Now that she and her sons live with her grandparents, La Scala said she is able to balance being a parent and a student. This gives her the opportunity to be a part of student activities, including being involved in clubs and organizations.  

As a student parent, La Scala said she brings her kids to whatever she can on campus.

“I don’t want them to be intimidated by campus and I want them to have that feeling like they belong because that’s not something I felt as a first-generation college student,” La Scala said.

La Scala is majoring in human services and is a part of the McNair Scholars, a program that prepares underrepresented students for doctoral studies. She will be applying to doctoral programs in fall of 2017 in hopes of eventually becoming a professor.  

CSUF student Junely Merwin, 22, is a single mother and former foster youth. Merwin said she was taken from a “dysfunctional” home and placed in foster care with her son and siblings when she was 15 years old.

“I didn’t trust people, and you could see that I was very vulnerable,” Merwin said.

Mara Ziegler, a USC professor and senior social worker, was her advocate while in foster care.

“[Ziegler] saw something in me that I couldn’t see in myself,” Merwin said.

Merwin said Ziegler helped her become more outspoken and more involved. Merwin started doing volunteer work that supported teen parents and foster care.

“That was kind of my new beginning because it really forced me to grow up. It forced me to really prioritize my decisions because at the end of the day, it’s just me and my son and there is no one else that is going to do it but me,” Merwin said.

She decided to apply for CSUF Guardian Scholars, a program designed to help students exiting the foster care system and entering university.  

Merwin said she felt a huge sense of accomplishment when she was granted a full-ride scholarship from Guardian Scholars to attend CSUF. She earned her spot in the program and got a job with CSUF President Mildred Garcia’s office before her first semester started.

Her transition to CSUF was difficult but with the help of Guardian Scholars, Merwin felt more at ease.

“Any support that you can ask for, [Guardian Scholars] had it, but when it comes to the parenting end, they are still catching up to speed on how to best support us,” Merwin said.

While taking a human services course on how to cater to a community, Merwin focused on student parents and the support they have on campus. She said she realized in her research that there was really no support on campus.

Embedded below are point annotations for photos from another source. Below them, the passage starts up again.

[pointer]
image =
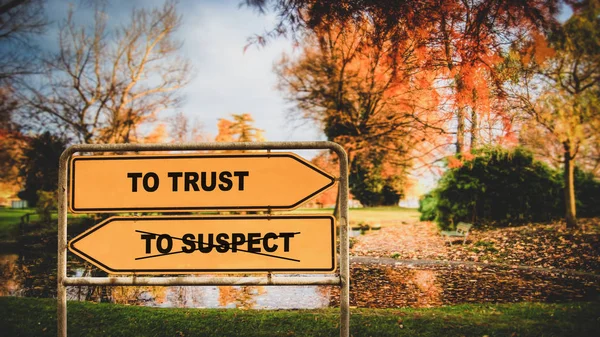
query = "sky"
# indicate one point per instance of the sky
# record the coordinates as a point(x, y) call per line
point(227, 80)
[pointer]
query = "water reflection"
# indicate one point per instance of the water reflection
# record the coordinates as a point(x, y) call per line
point(34, 275)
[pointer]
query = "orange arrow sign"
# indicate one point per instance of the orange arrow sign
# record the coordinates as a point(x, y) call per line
point(248, 181)
point(191, 244)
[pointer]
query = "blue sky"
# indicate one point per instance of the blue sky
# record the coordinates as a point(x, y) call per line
point(227, 80)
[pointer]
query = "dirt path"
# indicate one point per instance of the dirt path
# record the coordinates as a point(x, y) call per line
point(535, 246)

That’s when Merwin connected with Chalea Forgues, coordinator for the Adult Reentry Center. She expressed what she would like to see as a student parent and was granted an internship that would focus on student parents.

“Many parenting students that I speak with feel disconnected. They don’t feel as involved and a large part of it is our responsibility,” Merwin said.

She reached out to fellow student parent La Scala and asked if she wanted to be involved in helping bring more resources to parents on campus.

“That automatically was going to develop my passion for this, so I was like, ‘Yes, we’re bringing more resources. I would love that,’” La Scala said.

This semester La Scala and Merwin came up with a parenting workshop series, intended to provide a place student parents can come to and feel connected. Workshops include stress, mindful parenting and building parent-child relationships.

The two said they also discussed a possible idea of making a group in which student parents can come together and feel connected and speak about whatever they like in an office or space specifically for them.

“We knew that was a big cake to take and so we just wanted to take a piece of it this semester to try and wet our feet and see what we can do, and that’s how we came up with the workshops,” La Scala said.

Their goal is to go outside of human services and reach out to other colleges about the workshop.

“If we can impact at least one parenting student, then we are doing our jobs,” Merwin said.

The next parenting workshop will be held Wednesday in UH 205 at 12 p.m. with Melanie Mallers discussing stress.